After the vascular team consultation, we have started retrograde iliac artery recanalisation from transpedal access and anterograde angiographic control from radial access. The left distal radial artery was punctured under ultrasonography guidance (Figure 2A), and a long pig-tail catheter was placed in the left common iliac artery. The posterior tibial artery was also punctured by ultrasonography guidance (Figure 2B) and the pedal artery was cannulated with a transpedal micropuncture sheath (Cook Co, USA). After the selective below-the-knee angiography, the superficial femoral artery lesion was passed with a Progress40 coronary guidewire (Abbot Co, USA) using CXI Support Catheter (Cook Co, USA). The distal EIA was passed with an Asahi Halberd guidewire (Asahi, Japan) using an Armada18 6x100 mm balloon (Abbot, USA) as an active support (Figure 2C). Distal reentry was tried with guidewire tip modification, but after the unsuccessful reentry we tried to penetrate the CTO cap with an Astato30 (Asahi, Japan) penetration guidewire.
We have also tried to penetrate the proximal cap from distal radial access using 120 cm long multipurpose catheter, ut the reentry was also unsuccessful (Figure 2D). We have dilated both subintimal spaces separately, and later simultaneously (Figure 2E). Finally, we could penetrate the dissection flap from the radial access and we have externalised the guidewire in a 5F guiding catheter through the transpedal sheath (Figure 2F). We have changed the introducer sheath for a 6F Glidesheath Slender (Terumo, Japan) and then a balloon angioplasty was performed in the SFA, in the CFA and in the EIA, too with an Armada18 6x100 mm balloon. After the balloon dilation we deployed a 7x100 mm Supera stent in the EIA and in the CFA and we also deployed a 6x100 mm Supera stent in the SFA from transpedal access. Finally, angiography showed no residual stenosis (Figure 2G) and postprocedural transpedal blood pressure was 120 millimeters of mercury.
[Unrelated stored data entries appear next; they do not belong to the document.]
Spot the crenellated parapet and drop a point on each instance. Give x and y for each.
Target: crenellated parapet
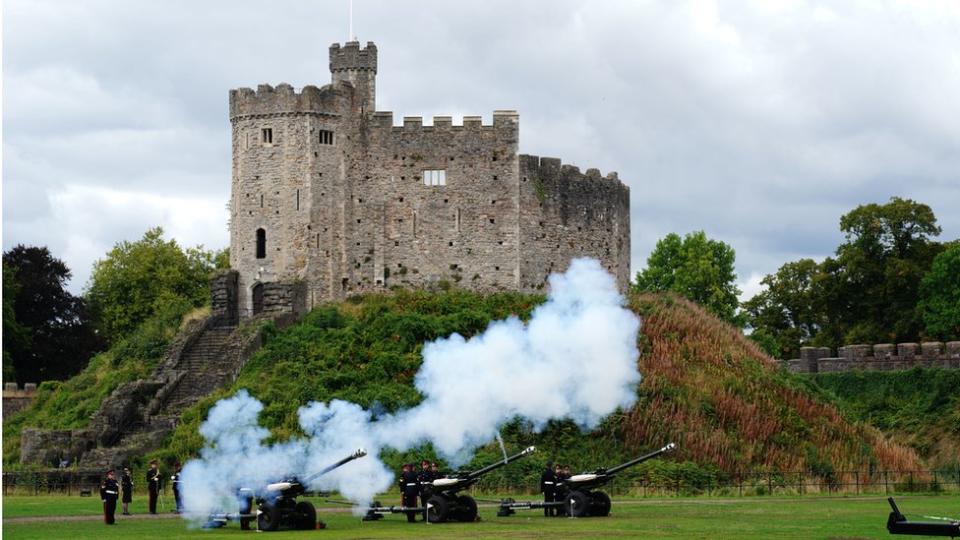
(269, 101)
(502, 119)
(879, 357)
(350, 56)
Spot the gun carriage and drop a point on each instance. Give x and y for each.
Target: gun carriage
(578, 495)
(277, 505)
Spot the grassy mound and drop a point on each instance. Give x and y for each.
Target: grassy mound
(919, 408)
(69, 404)
(726, 403)
(705, 387)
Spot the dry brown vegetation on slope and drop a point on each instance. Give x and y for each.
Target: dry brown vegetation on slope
(726, 403)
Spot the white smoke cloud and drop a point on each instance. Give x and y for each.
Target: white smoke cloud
(576, 359)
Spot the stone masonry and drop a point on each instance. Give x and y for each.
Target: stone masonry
(880, 357)
(330, 198)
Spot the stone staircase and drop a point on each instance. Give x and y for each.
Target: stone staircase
(137, 417)
(207, 366)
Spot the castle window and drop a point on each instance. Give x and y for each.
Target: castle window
(261, 244)
(435, 178)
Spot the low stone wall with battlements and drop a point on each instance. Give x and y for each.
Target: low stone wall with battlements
(880, 357)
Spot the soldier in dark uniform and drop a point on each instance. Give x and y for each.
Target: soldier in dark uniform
(126, 482)
(175, 482)
(410, 489)
(109, 491)
(548, 481)
(557, 493)
(153, 485)
(425, 478)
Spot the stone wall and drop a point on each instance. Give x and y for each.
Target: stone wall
(339, 192)
(880, 357)
(16, 399)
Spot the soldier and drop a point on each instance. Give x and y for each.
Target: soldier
(425, 478)
(109, 490)
(409, 488)
(548, 481)
(175, 481)
(558, 490)
(126, 482)
(153, 485)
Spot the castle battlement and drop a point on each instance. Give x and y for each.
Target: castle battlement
(334, 194)
(879, 357)
(501, 119)
(549, 167)
(284, 98)
(351, 57)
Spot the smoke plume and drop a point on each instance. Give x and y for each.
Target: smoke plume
(576, 358)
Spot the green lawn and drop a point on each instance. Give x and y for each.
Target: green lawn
(768, 517)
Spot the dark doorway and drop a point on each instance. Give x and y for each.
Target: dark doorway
(261, 244)
(257, 298)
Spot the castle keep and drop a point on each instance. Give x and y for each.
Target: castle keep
(330, 198)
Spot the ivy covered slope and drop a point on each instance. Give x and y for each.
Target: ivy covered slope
(919, 407)
(69, 404)
(726, 403)
(705, 387)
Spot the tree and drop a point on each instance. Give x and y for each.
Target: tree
(939, 304)
(50, 334)
(138, 278)
(694, 267)
(784, 315)
(15, 336)
(887, 251)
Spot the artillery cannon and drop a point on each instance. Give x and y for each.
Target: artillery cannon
(577, 495)
(277, 503)
(897, 524)
(445, 503)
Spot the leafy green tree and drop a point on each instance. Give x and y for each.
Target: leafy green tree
(784, 316)
(887, 251)
(15, 336)
(48, 334)
(939, 304)
(694, 267)
(137, 278)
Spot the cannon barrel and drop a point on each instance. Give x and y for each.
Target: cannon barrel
(493, 466)
(614, 470)
(359, 453)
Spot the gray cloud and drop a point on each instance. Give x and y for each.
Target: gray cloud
(759, 122)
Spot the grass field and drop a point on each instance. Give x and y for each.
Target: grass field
(769, 517)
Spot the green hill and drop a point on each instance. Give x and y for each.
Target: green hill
(919, 408)
(705, 387)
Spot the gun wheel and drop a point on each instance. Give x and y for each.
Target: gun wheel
(577, 504)
(438, 509)
(601, 504)
(306, 516)
(269, 518)
(467, 508)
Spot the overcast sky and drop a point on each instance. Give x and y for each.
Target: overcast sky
(759, 122)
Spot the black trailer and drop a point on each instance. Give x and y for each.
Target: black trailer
(897, 524)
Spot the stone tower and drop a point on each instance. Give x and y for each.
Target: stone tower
(331, 198)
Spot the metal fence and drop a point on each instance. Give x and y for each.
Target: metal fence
(759, 483)
(752, 483)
Figure 2: A - Punction of the left distal radial artery (snuff-box). B - Punction of the left posterior tibial artery. C - Unsuccessful retrograde reentry. D - Unsuccessful anterograde reentry. E - The “Rendezvous”-technique: balloon catheters are inflated to break the separating membrane. F - Guidewire externalisation. G - Final angiography.
According to the lesion and the guidewire, there are several types of endovascular techniques to crossing CTOs. Ideally, the lesion is traversed intraluminally but in some specific cases subintimal angioplasty is preferred. From anatomical point of view CTOs have proximal and distal fibrous caps. The distal caps are usually softer than the proximal caps (it contains lower concentrations of collagen and calcium) so if the guidewire does not cross the CTO from the antegrade approach the retrograde approach can be an alternative strategy because of the easier penetration of the distal cap. In our case the CTO recanalisation was started from transpedal access, but due to the unsuccessful reentry the rendezvous technique was used combining distal radial and pedal technique. Distal radial access is associated with low rate of radial artery occlusion due to the easy haemostasis, and in the case of occlusion the hand circulation is more stable than during conventional radial artery occlusion [2, 3, 5].
Distal radial and pedal artery access using the rendezvous technique is feasible for complex iliac artery chronic total occlusion recanalisation.